Even though society has put emphasis on eating healthy for losing those extra pounds, maintaining a healthy, balanced diet isn’t just for weight loss.
Whether you’re a soon-to-be-mom or an experienced mother who’s about to have her next child, your health is going to affect not only you, but your baby as well, especially if you plan to breastfeed.
If you’re considering breastfeeding or already decided to breastfeed, the food you eat now will affect your breast milk and your baby’s health overall.
In this post, you’ll discover the foods that will help you boost the amount of nutrients in your breast milk and build your breast milk supply.
Breastfeeding Diet Food 101
Don’t freak out yet! This isn’t one of those fad diets where you have to count calories to a T, eat like a rabbit or drink only fluids. In fact, as a general guideline, if you have a mostly healthy diet – a whole healthy diet is preferred, of course – your breast milk will be loaded with nutrients for your baby.
If you’re already eating an overall nutritious diet, there’s always room for improvement; you can switch out unhealthy foods in your daily diet with healthier options and enhance your health.
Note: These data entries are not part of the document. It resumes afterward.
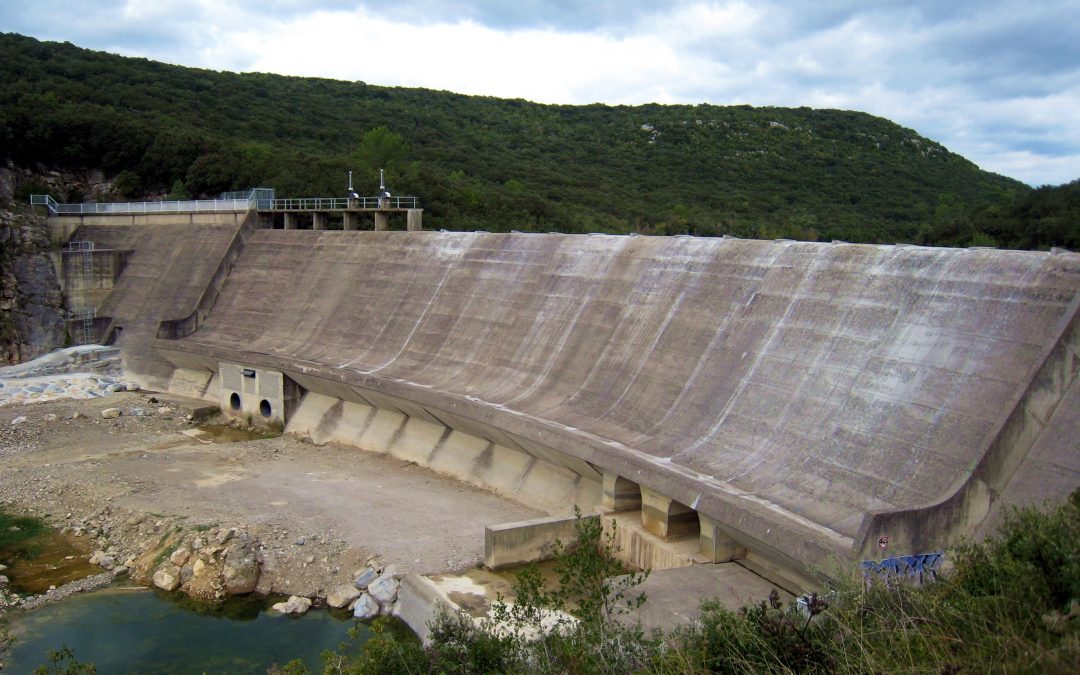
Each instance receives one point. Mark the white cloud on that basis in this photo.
(995, 80)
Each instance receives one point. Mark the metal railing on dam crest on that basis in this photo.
(257, 199)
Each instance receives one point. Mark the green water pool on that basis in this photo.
(132, 630)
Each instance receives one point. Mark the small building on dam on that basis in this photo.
(775, 403)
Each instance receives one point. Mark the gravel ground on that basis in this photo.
(316, 514)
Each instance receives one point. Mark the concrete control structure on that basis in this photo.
(775, 403)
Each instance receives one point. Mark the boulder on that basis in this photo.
(383, 590)
(295, 605)
(166, 577)
(365, 578)
(340, 596)
(365, 608)
(241, 575)
(179, 556)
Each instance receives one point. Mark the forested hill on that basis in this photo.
(486, 163)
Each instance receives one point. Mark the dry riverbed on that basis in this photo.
(135, 488)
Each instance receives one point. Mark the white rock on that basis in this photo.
(383, 589)
(365, 578)
(167, 577)
(179, 556)
(295, 605)
(365, 607)
(339, 596)
(241, 575)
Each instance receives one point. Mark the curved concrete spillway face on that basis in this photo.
(788, 382)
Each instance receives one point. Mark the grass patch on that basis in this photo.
(17, 535)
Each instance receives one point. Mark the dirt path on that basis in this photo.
(320, 513)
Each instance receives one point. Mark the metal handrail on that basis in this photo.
(307, 203)
(139, 207)
(333, 203)
(44, 200)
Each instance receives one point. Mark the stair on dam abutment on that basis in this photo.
(790, 401)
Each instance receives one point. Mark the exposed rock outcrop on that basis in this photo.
(31, 305)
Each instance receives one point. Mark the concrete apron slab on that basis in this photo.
(674, 596)
(471, 593)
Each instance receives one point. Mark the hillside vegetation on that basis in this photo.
(496, 164)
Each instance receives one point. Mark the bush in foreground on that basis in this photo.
(1010, 605)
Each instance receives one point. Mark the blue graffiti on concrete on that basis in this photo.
(918, 568)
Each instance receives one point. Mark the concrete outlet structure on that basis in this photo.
(778, 404)
(261, 393)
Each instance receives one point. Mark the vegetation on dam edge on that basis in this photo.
(1011, 604)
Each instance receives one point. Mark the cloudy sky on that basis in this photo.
(997, 81)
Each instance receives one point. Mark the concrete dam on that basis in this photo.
(777, 403)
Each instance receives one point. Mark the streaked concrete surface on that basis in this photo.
(808, 396)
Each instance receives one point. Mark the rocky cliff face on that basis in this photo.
(31, 305)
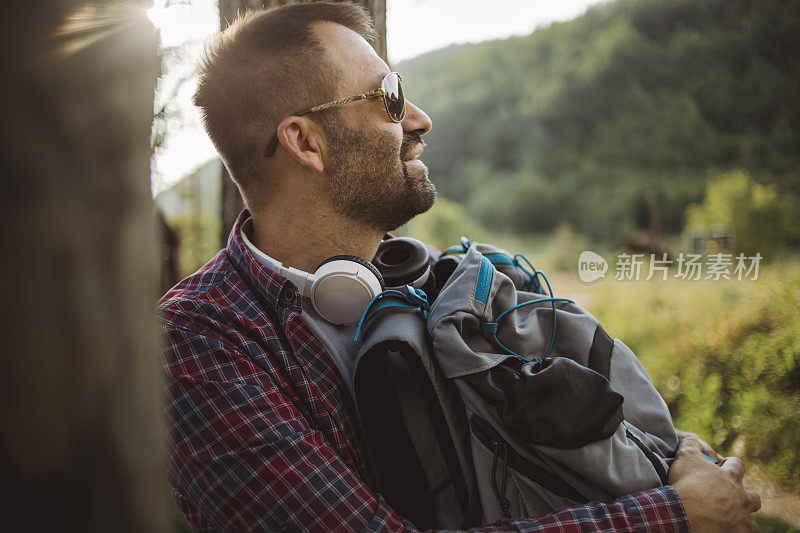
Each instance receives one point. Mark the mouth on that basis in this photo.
(414, 153)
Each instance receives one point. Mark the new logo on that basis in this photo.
(591, 266)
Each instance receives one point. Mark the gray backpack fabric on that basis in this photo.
(583, 424)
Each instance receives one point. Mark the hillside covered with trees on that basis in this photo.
(582, 121)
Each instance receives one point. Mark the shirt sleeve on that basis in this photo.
(247, 459)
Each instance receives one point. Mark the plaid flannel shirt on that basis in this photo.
(261, 425)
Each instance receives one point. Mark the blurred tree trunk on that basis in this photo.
(80, 392)
(228, 9)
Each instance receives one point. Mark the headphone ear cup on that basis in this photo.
(403, 261)
(361, 262)
(343, 287)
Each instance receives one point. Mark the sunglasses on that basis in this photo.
(391, 91)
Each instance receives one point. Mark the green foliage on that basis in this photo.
(769, 524)
(578, 121)
(443, 225)
(759, 218)
(725, 356)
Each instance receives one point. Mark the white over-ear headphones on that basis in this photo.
(340, 289)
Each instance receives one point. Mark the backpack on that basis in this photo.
(539, 407)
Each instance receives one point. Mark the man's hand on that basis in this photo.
(704, 446)
(713, 496)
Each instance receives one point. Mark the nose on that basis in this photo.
(416, 120)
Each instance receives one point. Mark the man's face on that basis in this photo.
(375, 177)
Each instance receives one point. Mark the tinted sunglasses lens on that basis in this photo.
(393, 97)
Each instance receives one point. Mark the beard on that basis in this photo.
(370, 183)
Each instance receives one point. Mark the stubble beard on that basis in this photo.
(369, 182)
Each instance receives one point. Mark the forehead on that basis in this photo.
(361, 67)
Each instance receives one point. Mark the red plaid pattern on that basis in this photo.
(261, 425)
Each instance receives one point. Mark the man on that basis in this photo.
(262, 426)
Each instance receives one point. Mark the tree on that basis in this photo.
(80, 399)
(228, 10)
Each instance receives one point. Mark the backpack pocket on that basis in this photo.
(513, 485)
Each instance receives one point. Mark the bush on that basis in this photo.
(725, 356)
(758, 217)
(443, 225)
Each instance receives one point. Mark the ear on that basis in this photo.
(303, 140)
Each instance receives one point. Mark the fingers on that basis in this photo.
(704, 446)
(753, 501)
(690, 445)
(734, 466)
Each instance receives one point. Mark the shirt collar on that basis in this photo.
(275, 290)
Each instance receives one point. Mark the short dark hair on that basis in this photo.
(264, 66)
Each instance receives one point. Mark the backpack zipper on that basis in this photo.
(490, 438)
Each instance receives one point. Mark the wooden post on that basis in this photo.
(80, 393)
(231, 200)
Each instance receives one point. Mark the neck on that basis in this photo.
(304, 238)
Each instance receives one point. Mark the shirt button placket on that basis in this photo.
(287, 295)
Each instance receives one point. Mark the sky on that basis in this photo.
(413, 27)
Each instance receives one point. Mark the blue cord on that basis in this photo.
(493, 326)
(413, 299)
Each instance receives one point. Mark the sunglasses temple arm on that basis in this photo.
(272, 146)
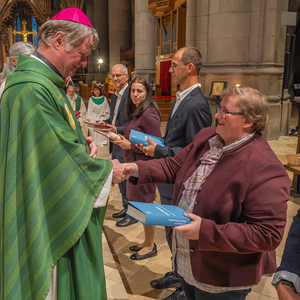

If your diet is lacking in essential nutrients or consists of junk food and fast food, it’s time for a diet makeover.
In this section, we’ll reveal the various, nutrient-dense foods you need for your breastfeeding diet to help you keep your breast milk healthy and increase the amount.
What You Should Be Eating for Breast Milk Health
Whether you’re already breastfeeding or still in the pregnancy stage, eating the right foods is beneficial for your breast milk and your health and well-being. The food guide in this section will help you figure out what you need to eat to keep up with healthy breast milk meal plans.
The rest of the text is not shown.